Les experts juridiques ont également remis en question la nécessité de traiter automatiquement tout contenu universitaire monétisé de la même manière qu’une activité commerciale ordinaire, notant que les fonctionnaires peuvent percevoir des droits d’auteur sur des livres et des rémunérations pour certains travaux académiques et professionnels.

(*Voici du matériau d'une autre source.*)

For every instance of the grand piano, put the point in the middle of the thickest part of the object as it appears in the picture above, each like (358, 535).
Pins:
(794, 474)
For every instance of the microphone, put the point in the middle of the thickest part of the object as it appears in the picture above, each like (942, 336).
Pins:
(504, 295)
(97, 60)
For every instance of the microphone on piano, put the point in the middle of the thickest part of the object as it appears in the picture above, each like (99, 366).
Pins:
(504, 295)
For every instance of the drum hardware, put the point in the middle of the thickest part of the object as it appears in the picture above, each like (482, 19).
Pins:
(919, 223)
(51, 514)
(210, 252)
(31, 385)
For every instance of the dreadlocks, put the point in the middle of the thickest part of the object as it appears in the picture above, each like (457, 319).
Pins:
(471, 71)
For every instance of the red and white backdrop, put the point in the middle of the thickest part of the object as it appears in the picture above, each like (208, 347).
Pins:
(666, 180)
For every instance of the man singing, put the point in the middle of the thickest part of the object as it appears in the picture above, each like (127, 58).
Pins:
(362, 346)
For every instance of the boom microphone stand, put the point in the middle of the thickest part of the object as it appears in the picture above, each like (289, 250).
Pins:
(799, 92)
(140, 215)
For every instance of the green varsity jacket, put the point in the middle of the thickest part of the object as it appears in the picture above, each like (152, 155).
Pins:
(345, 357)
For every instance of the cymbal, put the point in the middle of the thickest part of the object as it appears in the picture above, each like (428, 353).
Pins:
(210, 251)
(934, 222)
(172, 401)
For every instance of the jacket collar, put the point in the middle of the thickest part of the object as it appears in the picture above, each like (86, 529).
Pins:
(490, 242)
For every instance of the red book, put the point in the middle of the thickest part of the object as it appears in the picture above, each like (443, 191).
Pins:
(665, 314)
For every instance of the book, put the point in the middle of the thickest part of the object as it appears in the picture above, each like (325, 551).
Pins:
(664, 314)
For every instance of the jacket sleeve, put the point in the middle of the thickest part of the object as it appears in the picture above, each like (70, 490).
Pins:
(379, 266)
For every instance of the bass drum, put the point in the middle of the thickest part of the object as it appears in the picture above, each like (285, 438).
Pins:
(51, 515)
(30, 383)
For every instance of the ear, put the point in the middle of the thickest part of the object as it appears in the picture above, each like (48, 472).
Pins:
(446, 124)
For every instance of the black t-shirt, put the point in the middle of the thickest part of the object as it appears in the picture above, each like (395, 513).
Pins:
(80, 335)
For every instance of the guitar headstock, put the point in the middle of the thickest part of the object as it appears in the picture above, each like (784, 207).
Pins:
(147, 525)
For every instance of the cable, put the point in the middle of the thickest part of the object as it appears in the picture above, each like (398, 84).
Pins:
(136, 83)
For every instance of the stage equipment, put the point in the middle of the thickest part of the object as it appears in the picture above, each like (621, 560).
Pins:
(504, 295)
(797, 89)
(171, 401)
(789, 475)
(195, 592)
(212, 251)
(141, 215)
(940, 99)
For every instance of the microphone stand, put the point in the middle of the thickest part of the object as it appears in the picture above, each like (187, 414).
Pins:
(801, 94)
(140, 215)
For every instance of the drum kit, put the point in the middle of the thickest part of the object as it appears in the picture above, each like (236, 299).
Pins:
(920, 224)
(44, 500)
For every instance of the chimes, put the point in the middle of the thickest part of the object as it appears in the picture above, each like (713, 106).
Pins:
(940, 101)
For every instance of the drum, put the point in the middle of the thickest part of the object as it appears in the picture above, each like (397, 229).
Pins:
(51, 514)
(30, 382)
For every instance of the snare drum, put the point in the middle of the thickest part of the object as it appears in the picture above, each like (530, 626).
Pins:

L’avocat spécialisé en droit des technologies de l’information M. Gökhan Ahi a déclaré que classer les diffusions académiques sur des plateformes telles que YouTube et X comme un travail commercial au seul motif que leurs créateurs reçoivent une part des recettes publicitaires relevait d’une interprétation étroite et arbitraire.
Il a ajouté que cette approche risquait de restreindre la liberté de la science et des arts, protégée par la Constitution.
Le politologue Emrah Gülsunar s’est également moqué de l’idée que les universitaires tirent des sommes substantielles de leur activité sur les réseaux sociaux.
« On croirait que ces universitaires ont fait fortune en commentant la politique sur les réseaux sociaux », a écrit Gülsunar sur X. « Oui, X verse une somme dérisoire. Venez, je vous la donne en charité, et peut-être cesserez-vous de harceler les gens jour et nuit. »
Le débat porte désormais sur le point de savoir si la restriction s’applique uniquement aux universitaires qui perçoivent des revenus publicitaires, d’abonnement ou de parrainage, ou si elle pourrait également être utilisée contre des chaînes non monétisées mais ayant un potentiel de revenus.
Les universitaires ont appelé le YÖK à édicter des règles claires distinguant l’influence commerciale de l’enseignement d’intérêt public et de la communication scientifique.